La tribune internationale de Montréal
Simon  Brault, Louise Lantagne, Vanessa Kanga, Natasha Kanapé Fontaine

Faire rayonner notre culture et nos valeurs dans le monde

9 mars 2021 Simon Brault Directeur et chef de la direction, Conseil des arts du Canada Louise Lantagne Présidente et chef de la direction, SODEC Vanessa Kanga Fondatrice et responsable des partenariats internationaux, Festival Afropolitain Nomade Natasha Kanapé Fontaine Poète, autrice, actrice et artiste visuelle
Série Culture
Modératrice

Rebecca Makonnen
Animatrice radio et télé,
Radio-Canada

Tout le monde le sait, il va y avoir un engorgement sur notre territoire, alors imaginez à l’international.

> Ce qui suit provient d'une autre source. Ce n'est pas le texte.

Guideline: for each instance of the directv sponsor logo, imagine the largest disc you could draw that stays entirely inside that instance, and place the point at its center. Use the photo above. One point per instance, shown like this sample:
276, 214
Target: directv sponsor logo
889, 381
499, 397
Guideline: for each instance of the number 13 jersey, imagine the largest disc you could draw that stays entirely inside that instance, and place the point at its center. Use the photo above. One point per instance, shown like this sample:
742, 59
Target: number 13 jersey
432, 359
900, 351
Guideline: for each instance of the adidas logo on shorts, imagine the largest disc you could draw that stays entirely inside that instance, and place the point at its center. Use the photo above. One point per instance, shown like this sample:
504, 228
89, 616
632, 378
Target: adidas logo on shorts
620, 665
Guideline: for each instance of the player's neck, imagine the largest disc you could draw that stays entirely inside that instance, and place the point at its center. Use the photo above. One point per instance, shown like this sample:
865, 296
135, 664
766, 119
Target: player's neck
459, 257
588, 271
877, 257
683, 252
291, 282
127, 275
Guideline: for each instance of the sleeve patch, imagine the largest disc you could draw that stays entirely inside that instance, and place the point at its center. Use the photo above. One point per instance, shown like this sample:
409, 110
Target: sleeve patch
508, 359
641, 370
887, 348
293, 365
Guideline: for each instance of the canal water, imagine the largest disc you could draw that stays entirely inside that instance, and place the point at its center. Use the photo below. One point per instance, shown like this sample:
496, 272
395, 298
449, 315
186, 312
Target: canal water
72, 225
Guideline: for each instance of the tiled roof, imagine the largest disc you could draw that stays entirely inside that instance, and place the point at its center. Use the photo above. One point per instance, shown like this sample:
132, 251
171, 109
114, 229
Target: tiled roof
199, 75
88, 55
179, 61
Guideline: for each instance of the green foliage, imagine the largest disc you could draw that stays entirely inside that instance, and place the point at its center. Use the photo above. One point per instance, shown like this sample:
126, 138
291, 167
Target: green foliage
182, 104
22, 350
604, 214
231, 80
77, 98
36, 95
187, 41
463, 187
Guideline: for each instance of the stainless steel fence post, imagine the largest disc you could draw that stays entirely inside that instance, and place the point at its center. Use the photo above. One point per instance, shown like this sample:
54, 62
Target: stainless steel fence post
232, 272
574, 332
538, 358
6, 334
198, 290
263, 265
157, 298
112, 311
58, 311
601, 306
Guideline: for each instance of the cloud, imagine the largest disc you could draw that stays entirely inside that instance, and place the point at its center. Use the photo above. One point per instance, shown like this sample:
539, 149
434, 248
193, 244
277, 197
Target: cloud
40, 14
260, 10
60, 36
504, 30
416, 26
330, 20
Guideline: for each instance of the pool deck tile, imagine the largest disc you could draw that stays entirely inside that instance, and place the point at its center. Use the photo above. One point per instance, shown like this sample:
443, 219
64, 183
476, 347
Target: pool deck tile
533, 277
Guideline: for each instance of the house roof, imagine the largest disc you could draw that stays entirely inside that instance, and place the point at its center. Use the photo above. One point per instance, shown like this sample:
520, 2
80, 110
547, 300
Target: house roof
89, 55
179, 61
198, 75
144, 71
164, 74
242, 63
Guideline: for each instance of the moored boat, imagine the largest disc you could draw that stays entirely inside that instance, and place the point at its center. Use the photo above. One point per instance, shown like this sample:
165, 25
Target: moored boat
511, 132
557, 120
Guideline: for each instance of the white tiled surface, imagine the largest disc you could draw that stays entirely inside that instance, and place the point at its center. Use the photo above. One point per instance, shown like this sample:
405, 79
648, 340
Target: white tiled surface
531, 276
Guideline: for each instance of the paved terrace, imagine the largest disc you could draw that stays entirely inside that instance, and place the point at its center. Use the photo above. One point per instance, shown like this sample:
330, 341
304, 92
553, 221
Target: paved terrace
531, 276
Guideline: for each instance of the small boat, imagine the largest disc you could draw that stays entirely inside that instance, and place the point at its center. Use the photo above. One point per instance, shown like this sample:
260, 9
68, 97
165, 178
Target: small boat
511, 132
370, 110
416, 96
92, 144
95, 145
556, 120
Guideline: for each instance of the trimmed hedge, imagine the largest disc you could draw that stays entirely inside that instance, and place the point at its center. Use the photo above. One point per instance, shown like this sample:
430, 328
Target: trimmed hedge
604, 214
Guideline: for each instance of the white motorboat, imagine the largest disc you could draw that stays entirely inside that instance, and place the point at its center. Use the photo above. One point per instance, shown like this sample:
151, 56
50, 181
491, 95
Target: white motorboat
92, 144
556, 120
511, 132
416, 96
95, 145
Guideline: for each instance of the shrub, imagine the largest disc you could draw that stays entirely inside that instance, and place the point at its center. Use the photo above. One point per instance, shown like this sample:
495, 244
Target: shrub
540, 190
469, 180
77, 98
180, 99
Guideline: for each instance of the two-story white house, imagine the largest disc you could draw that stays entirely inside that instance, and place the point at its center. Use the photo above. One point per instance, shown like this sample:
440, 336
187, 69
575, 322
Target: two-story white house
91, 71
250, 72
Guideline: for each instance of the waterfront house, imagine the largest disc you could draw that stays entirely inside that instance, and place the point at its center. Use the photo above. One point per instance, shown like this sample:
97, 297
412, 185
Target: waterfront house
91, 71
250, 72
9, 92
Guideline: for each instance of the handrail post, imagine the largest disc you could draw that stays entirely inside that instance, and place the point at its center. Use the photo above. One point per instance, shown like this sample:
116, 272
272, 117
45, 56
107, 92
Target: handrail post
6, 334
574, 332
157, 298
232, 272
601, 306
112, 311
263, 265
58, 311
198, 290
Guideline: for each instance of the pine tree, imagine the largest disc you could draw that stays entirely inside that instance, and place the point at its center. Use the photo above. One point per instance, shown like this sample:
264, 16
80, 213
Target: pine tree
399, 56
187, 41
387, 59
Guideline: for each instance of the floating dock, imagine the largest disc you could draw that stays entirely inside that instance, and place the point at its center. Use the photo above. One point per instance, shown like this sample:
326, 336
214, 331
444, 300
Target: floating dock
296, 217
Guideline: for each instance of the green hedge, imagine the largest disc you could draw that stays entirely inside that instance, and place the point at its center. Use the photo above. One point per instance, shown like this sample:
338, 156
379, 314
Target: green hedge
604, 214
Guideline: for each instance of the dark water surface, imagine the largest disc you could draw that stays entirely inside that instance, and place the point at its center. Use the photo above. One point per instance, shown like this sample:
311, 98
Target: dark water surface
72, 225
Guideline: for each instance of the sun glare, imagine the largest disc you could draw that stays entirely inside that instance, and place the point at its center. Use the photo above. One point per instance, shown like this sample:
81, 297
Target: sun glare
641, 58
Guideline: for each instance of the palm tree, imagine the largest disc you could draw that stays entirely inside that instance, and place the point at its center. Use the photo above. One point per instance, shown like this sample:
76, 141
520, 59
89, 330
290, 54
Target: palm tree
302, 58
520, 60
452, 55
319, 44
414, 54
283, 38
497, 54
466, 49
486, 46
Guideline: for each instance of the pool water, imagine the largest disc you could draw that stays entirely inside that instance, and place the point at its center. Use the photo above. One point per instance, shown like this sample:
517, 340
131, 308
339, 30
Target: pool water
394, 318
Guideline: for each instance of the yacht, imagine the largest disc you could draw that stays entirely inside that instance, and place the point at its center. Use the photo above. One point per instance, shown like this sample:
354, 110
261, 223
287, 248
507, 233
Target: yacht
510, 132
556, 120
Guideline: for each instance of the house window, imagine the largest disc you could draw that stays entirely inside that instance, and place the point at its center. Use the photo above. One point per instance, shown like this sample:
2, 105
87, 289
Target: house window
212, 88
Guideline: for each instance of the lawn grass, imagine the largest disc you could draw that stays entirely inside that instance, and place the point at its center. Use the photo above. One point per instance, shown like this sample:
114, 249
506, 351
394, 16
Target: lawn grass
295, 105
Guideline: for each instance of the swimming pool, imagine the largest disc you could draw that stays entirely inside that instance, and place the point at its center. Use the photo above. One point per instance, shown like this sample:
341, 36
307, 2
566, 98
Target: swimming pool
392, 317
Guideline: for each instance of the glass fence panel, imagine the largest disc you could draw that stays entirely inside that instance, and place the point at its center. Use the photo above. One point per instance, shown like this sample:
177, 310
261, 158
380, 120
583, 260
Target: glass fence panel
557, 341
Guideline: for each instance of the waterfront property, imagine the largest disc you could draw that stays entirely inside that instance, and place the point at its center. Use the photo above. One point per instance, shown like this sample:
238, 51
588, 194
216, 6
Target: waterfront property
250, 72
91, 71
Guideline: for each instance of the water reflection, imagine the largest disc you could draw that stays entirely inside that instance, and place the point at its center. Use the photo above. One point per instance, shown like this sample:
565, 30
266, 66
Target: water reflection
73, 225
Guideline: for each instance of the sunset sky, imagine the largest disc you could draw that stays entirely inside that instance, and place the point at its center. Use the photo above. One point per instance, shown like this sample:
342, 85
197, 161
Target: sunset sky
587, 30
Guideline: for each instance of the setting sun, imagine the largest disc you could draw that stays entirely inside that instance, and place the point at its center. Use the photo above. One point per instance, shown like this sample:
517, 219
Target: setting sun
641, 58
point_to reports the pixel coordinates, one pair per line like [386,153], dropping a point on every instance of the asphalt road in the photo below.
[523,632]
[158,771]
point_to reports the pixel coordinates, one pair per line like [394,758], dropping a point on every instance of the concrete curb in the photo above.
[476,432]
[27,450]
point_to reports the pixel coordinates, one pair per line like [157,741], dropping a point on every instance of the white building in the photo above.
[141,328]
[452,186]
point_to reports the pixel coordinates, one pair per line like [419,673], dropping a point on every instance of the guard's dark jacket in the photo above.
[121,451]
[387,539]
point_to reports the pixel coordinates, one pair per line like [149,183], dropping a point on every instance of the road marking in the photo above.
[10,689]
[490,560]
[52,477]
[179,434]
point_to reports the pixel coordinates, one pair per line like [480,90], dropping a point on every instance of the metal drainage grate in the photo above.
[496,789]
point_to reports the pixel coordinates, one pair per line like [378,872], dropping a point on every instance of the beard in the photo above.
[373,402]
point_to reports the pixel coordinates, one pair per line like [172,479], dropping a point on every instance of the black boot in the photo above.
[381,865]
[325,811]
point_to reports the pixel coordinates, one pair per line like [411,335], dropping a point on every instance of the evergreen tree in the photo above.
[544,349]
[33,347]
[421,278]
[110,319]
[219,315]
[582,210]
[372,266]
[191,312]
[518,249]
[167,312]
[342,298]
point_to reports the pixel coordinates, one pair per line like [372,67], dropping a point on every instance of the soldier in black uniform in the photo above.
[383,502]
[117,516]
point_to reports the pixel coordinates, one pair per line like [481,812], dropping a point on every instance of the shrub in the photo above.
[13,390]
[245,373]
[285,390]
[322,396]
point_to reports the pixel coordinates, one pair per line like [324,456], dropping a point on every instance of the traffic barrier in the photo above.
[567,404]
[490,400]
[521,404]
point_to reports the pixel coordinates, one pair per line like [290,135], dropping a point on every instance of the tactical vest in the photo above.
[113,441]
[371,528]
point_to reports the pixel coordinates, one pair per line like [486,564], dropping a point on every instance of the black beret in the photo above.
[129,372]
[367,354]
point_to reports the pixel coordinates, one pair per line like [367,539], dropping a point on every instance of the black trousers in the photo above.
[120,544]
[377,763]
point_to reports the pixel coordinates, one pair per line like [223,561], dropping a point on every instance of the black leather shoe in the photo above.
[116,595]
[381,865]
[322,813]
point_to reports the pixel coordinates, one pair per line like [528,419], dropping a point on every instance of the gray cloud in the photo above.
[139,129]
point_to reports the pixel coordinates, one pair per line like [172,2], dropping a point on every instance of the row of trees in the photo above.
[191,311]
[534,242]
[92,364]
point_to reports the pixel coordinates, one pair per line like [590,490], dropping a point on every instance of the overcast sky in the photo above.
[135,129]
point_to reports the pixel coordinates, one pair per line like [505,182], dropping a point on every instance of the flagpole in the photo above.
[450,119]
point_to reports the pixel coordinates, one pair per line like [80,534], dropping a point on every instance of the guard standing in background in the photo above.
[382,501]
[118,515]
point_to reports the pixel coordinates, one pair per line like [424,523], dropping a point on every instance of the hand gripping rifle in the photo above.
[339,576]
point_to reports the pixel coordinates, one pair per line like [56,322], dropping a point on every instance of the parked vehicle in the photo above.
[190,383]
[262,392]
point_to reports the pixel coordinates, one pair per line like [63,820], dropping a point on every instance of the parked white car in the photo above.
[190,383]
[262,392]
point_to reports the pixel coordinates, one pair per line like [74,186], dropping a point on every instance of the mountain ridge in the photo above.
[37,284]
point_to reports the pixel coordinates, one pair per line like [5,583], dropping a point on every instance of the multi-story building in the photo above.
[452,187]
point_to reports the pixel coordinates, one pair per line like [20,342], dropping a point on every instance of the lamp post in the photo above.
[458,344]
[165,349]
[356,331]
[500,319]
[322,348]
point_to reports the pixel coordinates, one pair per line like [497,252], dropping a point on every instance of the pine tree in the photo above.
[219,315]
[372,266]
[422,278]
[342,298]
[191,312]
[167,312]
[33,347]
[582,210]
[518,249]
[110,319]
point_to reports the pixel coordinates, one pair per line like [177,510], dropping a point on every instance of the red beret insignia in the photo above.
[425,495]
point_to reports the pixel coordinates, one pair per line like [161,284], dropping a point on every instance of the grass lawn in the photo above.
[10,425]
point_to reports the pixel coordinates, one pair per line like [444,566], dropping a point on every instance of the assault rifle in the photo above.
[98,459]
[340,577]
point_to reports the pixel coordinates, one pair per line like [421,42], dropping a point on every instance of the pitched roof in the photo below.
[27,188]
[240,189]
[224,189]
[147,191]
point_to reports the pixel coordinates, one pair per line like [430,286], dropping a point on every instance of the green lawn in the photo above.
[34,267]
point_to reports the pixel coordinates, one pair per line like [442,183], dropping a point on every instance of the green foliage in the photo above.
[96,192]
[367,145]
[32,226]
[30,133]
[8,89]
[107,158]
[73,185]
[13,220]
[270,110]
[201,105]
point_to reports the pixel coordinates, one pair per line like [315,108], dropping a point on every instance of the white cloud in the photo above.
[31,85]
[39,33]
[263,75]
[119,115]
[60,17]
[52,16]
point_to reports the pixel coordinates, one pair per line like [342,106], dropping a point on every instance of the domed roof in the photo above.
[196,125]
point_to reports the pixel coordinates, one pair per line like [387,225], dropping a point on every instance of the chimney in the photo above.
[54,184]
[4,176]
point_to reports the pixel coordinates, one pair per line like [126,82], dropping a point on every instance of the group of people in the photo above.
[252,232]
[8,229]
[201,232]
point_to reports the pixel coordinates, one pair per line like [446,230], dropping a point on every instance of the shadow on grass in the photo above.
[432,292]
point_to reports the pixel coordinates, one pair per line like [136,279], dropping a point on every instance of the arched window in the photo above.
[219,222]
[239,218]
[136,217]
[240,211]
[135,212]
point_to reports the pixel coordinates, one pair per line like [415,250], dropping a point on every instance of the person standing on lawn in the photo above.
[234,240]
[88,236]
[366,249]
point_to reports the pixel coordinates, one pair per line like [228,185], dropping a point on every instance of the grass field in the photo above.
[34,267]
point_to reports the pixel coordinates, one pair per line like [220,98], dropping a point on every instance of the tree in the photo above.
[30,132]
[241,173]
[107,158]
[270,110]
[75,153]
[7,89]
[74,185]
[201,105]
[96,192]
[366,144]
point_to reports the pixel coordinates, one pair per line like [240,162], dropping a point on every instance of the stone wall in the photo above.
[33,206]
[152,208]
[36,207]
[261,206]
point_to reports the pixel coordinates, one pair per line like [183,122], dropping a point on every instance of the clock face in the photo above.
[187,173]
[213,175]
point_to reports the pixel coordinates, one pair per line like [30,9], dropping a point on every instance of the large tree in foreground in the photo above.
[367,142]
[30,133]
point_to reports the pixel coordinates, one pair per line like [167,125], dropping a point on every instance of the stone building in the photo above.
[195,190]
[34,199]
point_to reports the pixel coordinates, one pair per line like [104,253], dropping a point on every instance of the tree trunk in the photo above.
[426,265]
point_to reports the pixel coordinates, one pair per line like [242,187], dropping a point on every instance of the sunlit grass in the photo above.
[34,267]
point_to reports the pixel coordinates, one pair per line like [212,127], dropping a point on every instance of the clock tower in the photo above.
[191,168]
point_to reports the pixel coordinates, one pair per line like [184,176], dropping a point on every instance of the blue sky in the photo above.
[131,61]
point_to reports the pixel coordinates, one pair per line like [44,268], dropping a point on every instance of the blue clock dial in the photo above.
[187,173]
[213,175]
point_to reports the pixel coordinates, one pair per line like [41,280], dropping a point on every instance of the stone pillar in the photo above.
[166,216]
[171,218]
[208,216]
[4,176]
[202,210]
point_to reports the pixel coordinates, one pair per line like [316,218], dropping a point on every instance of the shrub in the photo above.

La relève devra continuer à prendre sa place face à cet engorgement.

  Revue de presse

 

Thèmes abordés :

  • Promouvoir et faire rayonner la création artistique et littéraire de la relève d’ici sur la scène internationale
  • Accroitre notre présence internationale grâce au numérique : enjeux et opportunités
  • Développer la coopération culturelle internationale, notamment au sein de la Francophonie

Compte rendu de l'événement :

Simon Brault a débuté la discussion en mentionnant qu’après la pandémie, il faudra reconstruire les plateformes de diffusion culturelle et s’assurer que les artistes aient le financement nécessaire à la reprise de leurs activités. Il croit également que les modèles prépandémiques devront être revus, notamment parce qu’une nouvelle génération de promoteurs, plus encline à la diversité et à la nouveauté, se met en place. Louise Lantagne a par la suite rappelé la collaboration entre la SODEC et LOJIQ, qui a permis de développer la relève artistique et les futurs entrepreneurs culturels. Elle craint cependant que lors du retour à la normale, l’engorgement prévu puisse favoriser les artistes établis au détriment de la relève.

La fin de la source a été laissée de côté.